Comme nous l’avons dit, Maïmonide est l’une des influences majeures de Leibowitz. Mais le lecteur avisé aura tout fait de remarquer que les considérations philosophiques et religieuses de Leibowitz laissent apparaître une autre forte influence, celle de Kant. Effectivement, Leibowitz est un philosophe rationaliste, bien qu’à l’opposé, la religion ne repose quant à elle en aucun cas sur la raison. Au contraire celle-ci doit être pratiquée sans considérer une raison à sa pratique, si ce n’est le commandement divin. Cependant, cette pratique intransigeante et non basée sur la raison semble également trouver une origine chez Kant dans sa pratique même du christianisme. De plus, cette pratique correspond tout à fait à l’impératif catégorique que l’on trouve chez Kant et dont Leibowitz est un fervent défenseur. « Agis uniquement d’après la maxime qui fait que tu puisses vouloir en même temps qu’elle devienne une loi universelle ». Leibowitz considère que cet impératif est un propre à la pratique désintéressée de la religion là où un impératif hypothétique sera le propre d’une religion de la demande et de la rétribution.

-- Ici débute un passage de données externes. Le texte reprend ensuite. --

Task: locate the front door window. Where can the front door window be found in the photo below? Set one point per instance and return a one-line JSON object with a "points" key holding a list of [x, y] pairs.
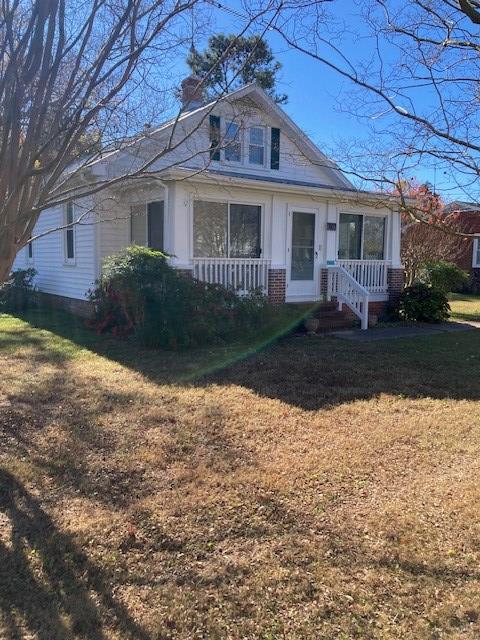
{"points": [[303, 246]]}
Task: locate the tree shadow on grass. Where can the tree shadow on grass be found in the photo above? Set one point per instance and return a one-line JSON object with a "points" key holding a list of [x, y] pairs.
{"points": [[309, 373], [48, 586]]}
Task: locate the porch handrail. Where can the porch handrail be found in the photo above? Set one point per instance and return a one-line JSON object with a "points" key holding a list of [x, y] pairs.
{"points": [[343, 286], [241, 274], [371, 274]]}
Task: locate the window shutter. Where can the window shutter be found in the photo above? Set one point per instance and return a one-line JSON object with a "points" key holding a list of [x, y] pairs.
{"points": [[138, 224], [275, 149], [214, 137]]}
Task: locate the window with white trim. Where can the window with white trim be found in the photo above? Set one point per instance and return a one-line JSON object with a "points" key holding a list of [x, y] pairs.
{"points": [[226, 230], [233, 146], [476, 253], [69, 232], [361, 237], [147, 222], [256, 146]]}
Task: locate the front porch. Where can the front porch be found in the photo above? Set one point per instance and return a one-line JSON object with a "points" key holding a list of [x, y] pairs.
{"points": [[246, 274], [355, 283]]}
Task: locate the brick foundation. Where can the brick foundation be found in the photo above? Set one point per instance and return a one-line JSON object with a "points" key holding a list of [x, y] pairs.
{"points": [[474, 280], [82, 308], [277, 285], [396, 282]]}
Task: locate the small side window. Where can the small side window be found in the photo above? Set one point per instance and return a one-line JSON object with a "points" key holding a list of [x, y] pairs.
{"points": [[476, 253], [69, 233], [30, 252], [233, 146]]}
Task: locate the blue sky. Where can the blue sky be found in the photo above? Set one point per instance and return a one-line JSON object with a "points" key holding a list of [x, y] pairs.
{"points": [[315, 91]]}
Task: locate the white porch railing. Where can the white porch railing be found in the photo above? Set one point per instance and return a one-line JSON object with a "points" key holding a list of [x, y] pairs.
{"points": [[346, 289], [371, 274], [242, 274]]}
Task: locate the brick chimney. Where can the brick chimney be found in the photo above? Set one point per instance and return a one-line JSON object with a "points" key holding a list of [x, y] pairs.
{"points": [[191, 94]]}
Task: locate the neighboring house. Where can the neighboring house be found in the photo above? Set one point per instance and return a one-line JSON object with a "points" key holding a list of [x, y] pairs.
{"points": [[465, 217], [247, 200]]}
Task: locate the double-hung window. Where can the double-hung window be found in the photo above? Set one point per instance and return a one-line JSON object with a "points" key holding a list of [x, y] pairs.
{"points": [[233, 146], [361, 237], [226, 230], [69, 232], [147, 225], [256, 146]]}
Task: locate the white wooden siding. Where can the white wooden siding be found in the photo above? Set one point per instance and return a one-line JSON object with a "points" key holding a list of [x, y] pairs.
{"points": [[54, 274], [294, 165]]}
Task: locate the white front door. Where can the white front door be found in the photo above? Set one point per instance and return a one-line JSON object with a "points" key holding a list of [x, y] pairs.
{"points": [[303, 277]]}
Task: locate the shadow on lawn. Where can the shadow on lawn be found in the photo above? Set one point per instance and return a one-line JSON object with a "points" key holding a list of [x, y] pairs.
{"points": [[309, 373], [45, 579]]}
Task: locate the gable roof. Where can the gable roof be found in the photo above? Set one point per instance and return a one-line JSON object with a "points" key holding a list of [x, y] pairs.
{"points": [[263, 101]]}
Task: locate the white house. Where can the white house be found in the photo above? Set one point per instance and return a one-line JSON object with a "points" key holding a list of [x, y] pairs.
{"points": [[238, 195]]}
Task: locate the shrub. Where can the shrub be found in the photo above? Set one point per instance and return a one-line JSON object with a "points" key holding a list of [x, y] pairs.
{"points": [[139, 293], [18, 292], [422, 303], [444, 276]]}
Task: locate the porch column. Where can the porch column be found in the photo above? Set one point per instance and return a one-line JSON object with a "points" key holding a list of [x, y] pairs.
{"points": [[180, 222]]}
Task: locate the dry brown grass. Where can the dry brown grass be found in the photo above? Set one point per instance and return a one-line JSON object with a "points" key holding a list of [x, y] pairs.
{"points": [[320, 489]]}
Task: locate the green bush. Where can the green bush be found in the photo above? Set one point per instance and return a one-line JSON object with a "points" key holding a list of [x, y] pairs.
{"points": [[444, 276], [18, 292], [422, 303], [139, 293]]}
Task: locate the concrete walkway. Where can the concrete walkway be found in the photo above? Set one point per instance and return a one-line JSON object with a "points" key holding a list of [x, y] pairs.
{"points": [[387, 333]]}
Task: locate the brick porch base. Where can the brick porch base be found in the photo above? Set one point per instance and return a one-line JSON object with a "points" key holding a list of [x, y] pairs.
{"points": [[277, 285]]}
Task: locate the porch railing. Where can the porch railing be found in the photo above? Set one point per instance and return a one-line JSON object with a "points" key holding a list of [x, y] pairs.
{"points": [[347, 290], [371, 274], [241, 274]]}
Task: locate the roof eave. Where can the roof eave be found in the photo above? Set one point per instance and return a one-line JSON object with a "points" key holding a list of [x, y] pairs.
{"points": [[180, 173]]}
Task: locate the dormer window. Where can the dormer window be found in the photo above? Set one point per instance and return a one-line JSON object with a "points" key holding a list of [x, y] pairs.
{"points": [[233, 147], [256, 146]]}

Comprendre cette séparation que nous propose Leibowitz est primordial dans la compréhension de son système philosophique et religieux. Traditionnellement, le judaïsme envisage le divin de façon transcendante (à la différence de Spinoza pour qui Dieu est cause immanente du monde). Le terme Kadosh, traduit la plupart du temps par « sacré / saint », est centrale dans cette compréhension. Au-delà de sa traduction, ce terme est notamment utilisé pour désigner la séparation qu’il existe entre Dieu et le monde physique. Cette séparation est forte, rien de présent dans le monde physique ne saurait devenir Kadosh sous le coup d’un désir ou d’un choix humain. Ainsi, la pratique de la mistva, émanant directement du Kadosh, est la seule chose digne de respect religieux, selon Leibowitch.

“Agis uniquement d’après la maxime qui fait que tu puisse vouloir en même temps qu’elle devienne une loi universelle”

Emmanuel Kant

Nous constatons ici une façon très rigoriste de la pratique de la religion qui est néanmoins difficile à lier avec les mouvements religieux orthodoxes. C’est pourtant bien dans ce rigorisme que l’on peut retrouver la forte influence de Kant. En tant qu’humain, nous faisons partie du monde et de la nature. De nous, ne peut naître que la subjectivité, produite par le milieu, la culture, etc,… Si notre pratique religieuse se basait uniquement sur nos valeurs, celle-ci ne pourrait prétendre à l’universalisme induite par la pratique des mitsvot.

Leibowitz refuse le fait de lier l’éthique à la religion. Encore une fois, il désire séparer catégoriquement l’immanent du transcendant. Il ne critique pas directement les valeurs induites par l’éthique, qu’elles trouvent leurs origines au sein de la religion ou de l’organisation humaines. Mais il désire que chacun comprennent que celles-ci sont effectivement différentes. Leibowitz ne nous invite pas à arrêter d’être des personnes touchées par la douleur et la tristesse du monde, désireuses de produire de bonnes actions pour tenter d’entériner le mal. Mais pour Leibowitz il ne s’agit simplement pas d’une posture religieuse.